In the same piece, separate analysis demonstrates that while 65% of all funds launched in the industry nowadays fail to achieve €100 million of AUM, 60% of those classed as “sustainable” successfully reach this threshold.


c) EC Q&A: market reaction

As mentioned before, the SFDR Q&A issued on Monday seems to have underwhelmed some industry experts. One lawyer deems the EC document ‘provides more questions than answers’ and “super vague”, drawing attention to the complexities now arising from SFDR rules applicable to registered AIFMs.

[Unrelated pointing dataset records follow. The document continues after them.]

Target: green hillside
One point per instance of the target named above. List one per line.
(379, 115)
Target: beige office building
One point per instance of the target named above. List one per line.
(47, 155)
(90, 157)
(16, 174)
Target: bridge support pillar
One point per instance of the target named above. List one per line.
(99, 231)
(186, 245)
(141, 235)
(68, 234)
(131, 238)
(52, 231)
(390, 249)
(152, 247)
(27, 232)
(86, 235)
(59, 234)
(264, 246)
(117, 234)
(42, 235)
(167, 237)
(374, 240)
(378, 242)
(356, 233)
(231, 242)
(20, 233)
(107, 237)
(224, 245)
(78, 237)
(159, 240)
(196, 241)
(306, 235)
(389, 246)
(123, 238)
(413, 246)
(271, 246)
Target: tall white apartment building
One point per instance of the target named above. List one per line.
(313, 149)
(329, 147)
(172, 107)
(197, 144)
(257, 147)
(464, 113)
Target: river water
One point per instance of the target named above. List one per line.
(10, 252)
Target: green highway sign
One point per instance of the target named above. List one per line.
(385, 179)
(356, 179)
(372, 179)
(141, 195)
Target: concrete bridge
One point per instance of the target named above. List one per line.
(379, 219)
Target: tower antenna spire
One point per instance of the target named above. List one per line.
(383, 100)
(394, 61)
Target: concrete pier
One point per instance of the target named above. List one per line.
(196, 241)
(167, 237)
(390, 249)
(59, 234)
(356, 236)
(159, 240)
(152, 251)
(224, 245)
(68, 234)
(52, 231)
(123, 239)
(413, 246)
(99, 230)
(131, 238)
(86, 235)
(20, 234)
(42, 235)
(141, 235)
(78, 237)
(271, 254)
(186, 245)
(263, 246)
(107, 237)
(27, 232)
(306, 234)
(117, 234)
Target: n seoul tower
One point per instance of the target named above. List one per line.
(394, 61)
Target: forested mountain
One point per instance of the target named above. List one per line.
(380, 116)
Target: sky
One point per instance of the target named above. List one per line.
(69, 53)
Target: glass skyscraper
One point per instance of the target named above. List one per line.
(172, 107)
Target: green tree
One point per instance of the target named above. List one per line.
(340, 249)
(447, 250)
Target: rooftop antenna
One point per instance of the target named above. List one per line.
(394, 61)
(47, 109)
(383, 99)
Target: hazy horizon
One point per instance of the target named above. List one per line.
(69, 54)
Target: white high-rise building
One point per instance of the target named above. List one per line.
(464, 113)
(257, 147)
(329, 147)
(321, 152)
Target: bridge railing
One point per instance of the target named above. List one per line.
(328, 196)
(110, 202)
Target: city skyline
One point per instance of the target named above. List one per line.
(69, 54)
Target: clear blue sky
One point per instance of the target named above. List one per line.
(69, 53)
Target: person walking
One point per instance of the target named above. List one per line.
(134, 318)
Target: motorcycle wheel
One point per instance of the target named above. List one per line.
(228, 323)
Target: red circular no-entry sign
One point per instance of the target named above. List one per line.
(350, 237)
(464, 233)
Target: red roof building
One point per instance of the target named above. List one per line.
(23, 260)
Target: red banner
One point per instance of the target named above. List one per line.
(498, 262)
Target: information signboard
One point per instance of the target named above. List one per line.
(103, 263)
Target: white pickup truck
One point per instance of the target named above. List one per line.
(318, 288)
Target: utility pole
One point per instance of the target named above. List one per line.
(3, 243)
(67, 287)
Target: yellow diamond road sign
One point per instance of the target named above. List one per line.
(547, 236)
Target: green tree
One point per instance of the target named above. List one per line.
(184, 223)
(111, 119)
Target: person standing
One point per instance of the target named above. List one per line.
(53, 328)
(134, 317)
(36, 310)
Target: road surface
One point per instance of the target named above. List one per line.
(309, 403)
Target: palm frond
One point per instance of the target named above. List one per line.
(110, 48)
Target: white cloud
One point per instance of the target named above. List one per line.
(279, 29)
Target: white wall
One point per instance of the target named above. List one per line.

Elsewhere, another legal firm highlights the Q&A’s broad definition of “promotion” (quoted above) as “unhelpful”.   The European Sustainable Investment Forum (Eurosif) are quoted as saying the Q&A “provides little additional clarity on the classification of products under SFDR”.


d) IOSCO: issues ESG ratings recommendations

Finally,  this week the International Organization of Securities Commissions (IOSCO) started another  consultation, this time covering ESG ratings and data products providers.

Associated challenges and risks in this area are said to include “little clarity and alignment on definitions… including on what ratings or data products intend to measure”, a “lack of transparency about the underpinning methodologies” alongside an “uneven coverage of products offered”.

Accordingly, IOSCO make a series of recommendations (including a need for NCAs to “focus more attention on the use of ESG ratings and data products / providers in their jurisdictions”.

Their report is open for comment until 6 September 2021.